Al contrario de lo que ciertos lumbreras aseguraron en su día, calificándola como de película infantil, esta fantasía oscura dista mucho de ser plato de gusto para niños de corta edad acostumbrados a las evoluciones de Coco o a las cuentas del conde Draco. El aspecto espinoso y de rapiña de los skekses podría provocar el orín descontrolado del mocoso más aguerrido. Por no decir que su trama, aunque típica de lucha entre el bien y el mal, con un héroe que se ve en el centro de la borrasca sin comerlo ni beberlo, exige unos ojos más adultos para comprender que la luz necesita a la oscuridad y viceversa.
El argumento nos traslada al planeta alienígena de Thra, donde una raza de seres llamados urskeks vivía en paz hasta que uno de sus miembros osó (por lo que se ve), a atacar el Cristal de la Verdad, haciendo que perdiera el famoso fragmento del que no se deja de hablar en todo el metraje. Desde entonces, dicha raza se divide en dos: los místicos, unos afables seres que viven alejados de todo y de todos, y los skekses, ponzoñosos y horribles buitres carcomidos por la maldad. No resulta sorprendente que formen un todo, aunque dividido ante lo que es el Cristal Oscuro, a la espera de si se cumple o no la profecía de que, mil años después, un elfo gelfling restaurará el equilibrio.

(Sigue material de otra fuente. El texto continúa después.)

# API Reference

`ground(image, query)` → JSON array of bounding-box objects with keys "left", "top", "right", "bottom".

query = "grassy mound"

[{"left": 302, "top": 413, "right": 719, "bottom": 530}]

Los skekses, temerosos de su fin (aunque sea a largo plazo), no tendrán otra meta que exterminar a todos los gelflings para que la profecía quede en papel mojado. Sin embargo, los místicos lograrán salvar al huérfano Jen y criarlo para una misión para la que no parece estar en ningún momento muy preparado: encontrar el fragmento de cristal y reunirlo con la matriz cuando los tres soles se alineen en el cielo alienígena.
El tiempo de la profecía llegará y Jen, ante su agonizante maestro, jurará cumplir con la última orden, aunque no lo tenga nada claro y necesite de la ayuda que le brindarán un par de personajes providenciales, como son la bruja Aughra y la huérfana Kira, también de la raza gelfling.
El desarrollo de la cinta, con altibajos y una lentitud memorable, nos lleva a lo largo de paisajes y escenarios laboriosos propios de una producción titánica y muy costosa, plagada de extrañísimos seres vivos movidos por hilos que no dejarán de turbarnos, privando al espectador de un asiento conocido.
Cinco años de trabajo y veinticinco millones de dólares de presupuesto cristalizaron en un título de culto por su innovación técnica; un abrumador éxito de taquilla en su día que llegó hasta a interesar, en tiempos recientes, a las nuevas plataformas digitales para producir series precuela, sin que el proyecto acabara llegando a buen puerto.
Mi sincera y final opinión es que, tras años de estar detrás de esta película, en los que me apuntaba el título pero luego lo olvidaba, no creo haya sabido apreciarla debidamente, pero me ha parecido muy lenta, muy extraña y con unos puntos adultos mezclados con otros demasiado infantiles, sin término medio.